Theseus rushed into the fog, pushing through the waters and making a great splashing – loud, but not so loud that it drowned out Karfhud's wheezy snickering. The Thrasson's chest tightened with anger, though less at the fiend than at himself for allowing Jayk and the others to come with him into Sheba's lair. It was one thing to strike bargains with tanar'ri on his own behalf, and quite another to drag his friends into the quagmire with him.

When he did not find the tiefling within a dozen steps, Theseus stopped to study the area. Although the channel was no more than four arm-spans wide, he could barely see the tangled banks; they were little more than a slight darkening in the fog. Behind him, the pearly haze had swallowed Karfhud and the others entirely. It was as if he had passed through a conjunction and entered a different maze.

"Jayk?"

His answer came from the channel behind him, in the form of a startled shout that instantly intensified to a shriek of anguish. Before Theseus could identify the voice, a deafening bellow crashed through the fog, drowning out the scream and driving spikes of pain through his eardrums. He whirled around and splashed down the passage, cursing Karfhud's treachery in not telling him from which direction the monster was approaching.

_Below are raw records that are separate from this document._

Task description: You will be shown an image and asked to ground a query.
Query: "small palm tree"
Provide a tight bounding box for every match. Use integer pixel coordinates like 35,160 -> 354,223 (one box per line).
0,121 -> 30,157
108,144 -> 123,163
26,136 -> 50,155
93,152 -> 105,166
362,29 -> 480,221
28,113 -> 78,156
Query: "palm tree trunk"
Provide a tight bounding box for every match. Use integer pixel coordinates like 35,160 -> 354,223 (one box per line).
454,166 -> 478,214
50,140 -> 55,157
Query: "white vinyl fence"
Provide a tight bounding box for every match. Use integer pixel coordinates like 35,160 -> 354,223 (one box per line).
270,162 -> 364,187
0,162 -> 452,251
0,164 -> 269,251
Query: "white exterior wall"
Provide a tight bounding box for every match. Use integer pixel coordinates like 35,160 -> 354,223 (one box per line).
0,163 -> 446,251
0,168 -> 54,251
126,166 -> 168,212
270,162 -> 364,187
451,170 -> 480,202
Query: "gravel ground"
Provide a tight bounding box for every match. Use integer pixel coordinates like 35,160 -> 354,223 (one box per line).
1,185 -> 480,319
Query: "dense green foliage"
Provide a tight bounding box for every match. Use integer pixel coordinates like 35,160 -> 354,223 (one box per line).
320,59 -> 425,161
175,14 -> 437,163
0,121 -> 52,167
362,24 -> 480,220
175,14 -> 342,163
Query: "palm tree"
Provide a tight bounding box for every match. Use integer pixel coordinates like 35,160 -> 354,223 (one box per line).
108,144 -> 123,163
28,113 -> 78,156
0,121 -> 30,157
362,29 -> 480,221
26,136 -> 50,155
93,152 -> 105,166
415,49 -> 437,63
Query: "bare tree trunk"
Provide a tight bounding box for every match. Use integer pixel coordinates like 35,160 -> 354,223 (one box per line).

By the time the ringing in Theseus's ears began to die down, he could see the fiend's black, blurry silhouette in the center of the passage. The tanar'ri was writhing about madly, his claws flinging snarled tangles of fur through the haze, his wings beating the water into a silver froth. The Thrasson angled toward the bank so he would enter the fray on the monster's flank. Even after moving past the flailing black wall of Karfhud's wings, he had trouble finding Sheba herself. So closely did her color match the pearly fog that, save for the snarl of flailing arms and hooves tucked under her far arm, Theseus would not have seen the beast at all.